When You Save Money You’re an Investor – Like It or Not

You’ve decided to open an account at a local bank or an online bank instead of a credit union. Or, maybe you’ve decided to buy a three-month certificate of deposit versus a twelve-month certificate of deposit. A bank paying the highest interest helps you decide and justify purchasing a certificate of deposit rather than opening a savings account at the local bank. Bottom line, this may be the only type of investing you’re familiar with. Feeling comfortable and saving with banks and credit unions may be as far as you want to go. When you save money, you’re an investor, like it or not.

An investor decides where to save money and how much risk they’re willing to take. A saving account at the bank or purchasing a certificate of deposit reflects your attitude about risk. You don’t want to lose money. So to be safe, you deposited your money in a bank’s saving account. For starters, this is an acceptable alternative. It’s not, however the only saving alternative to consider.

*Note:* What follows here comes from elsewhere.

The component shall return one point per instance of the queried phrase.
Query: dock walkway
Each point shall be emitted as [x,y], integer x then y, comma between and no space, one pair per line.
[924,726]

Personal finance involves many subjects none of which are taught in school. Saving money is just one component. Having money to save shows you know how to budget. Budgeting is also a part of personal finance. However, now that you’ve worked hard for your money, you want your money to work hard for you.

Saving your money in a bank worked well for a while. Now, your job decided to get rid of their pension plan and make you responsible for your retirement. The company’s 401(k) plan did not list a savings account or a certificate of deposit for you to invest in. The company’s 401(k) plan offered twenty options which included a stable value account, bonds, mutual funds, and maybe some stock. These investments were scary because you’ve never heard of them and because you’ve only saved money in the bank.

The unexpected introduction to different investment products and the requirement for you to select one or more products make you an investor, like it or not. Regardless of your background or education you are required to select from a limited list of mutual funds and invest in a product. Changing your financial literacy perspective can be overwhelming especially when salesmen use scare tactics to convince you to invest with them. Ask ten financial advisers about investment products and you’ll get 10 different answers depending on what they’re selling.

Financial information is very confusing to the uninitiated. The vocabulary is difficult, the products are complicated, and the professional advice isn’t always right. Personal finance is not as complicated as the salesmen want you to believe. Recent scams and Ponzi schemes have shown that investors must be careful and gain the knowledge to make their own investment decisions. You don’t need to pay for bad advice and get Madoffed.